Yesterday was not the greatest day for me. I was very emotional and I was in a very bad mood for some reason. I was thinking about Parker and everything that has happened and what is going to happen....it made me sad. Usually I am very strong and try not to think about Parker's next surgery (since it wont be until he is 2 years old). I am helping with a Arkansas Children's Hospital fundraiser and I guess that is what got me to thinking about my sweet Parker and how we have spent over 3 months of his life at ACH. Well, I was crying yesterday afternoon and evening and then Parker was being really fussy and that started annoying me and I started crying more. (yes, I do get annoyed when Parker is grunting and whining! does that make me a bad mom?) I dont know what was going on, but it just wasnt the greatest afternoon.
Well, my husband had to go to the hospital after work to see his grandma (she is doing better). So, he wasnt going to be home until late. He called on his way home to see if he could pick up a pizza for dinner. I was so grateful because I just did not feel like cooking. When he got home he had the pizza but he also had a bouquet of beautiful flowers and some chocolate (my favorite!!).
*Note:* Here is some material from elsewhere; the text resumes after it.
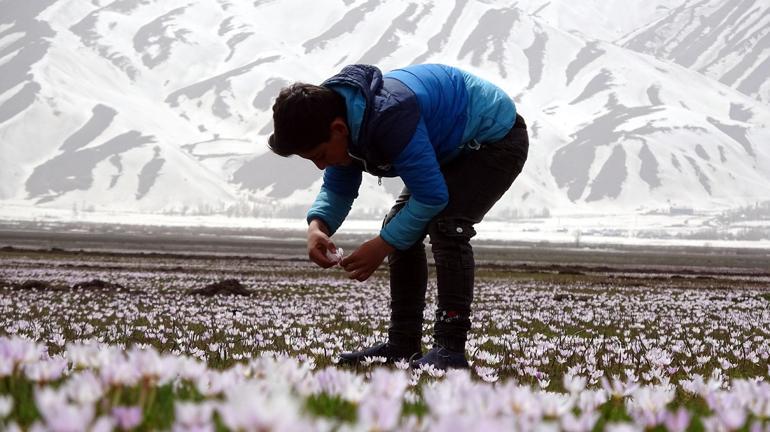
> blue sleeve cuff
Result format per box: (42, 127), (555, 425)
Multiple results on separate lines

I couldnt stop crying. How did he know that I needed that?? What a great husband. I then told him about my afternoon and how much I needed those flowers. It just made my day so much better and got my mind off of everything else.
Evelyn By 21 Months
1 year ago
1 comments:
You are a wonderful mom, that does not make you bad bc you get frustrated! its only normal. you have been so strong all of Parkers life! better than i would be im sure. i have always been so proud of the attitude you and dennis have had through this process. i can tell you have a great family! both your boys are super sweet.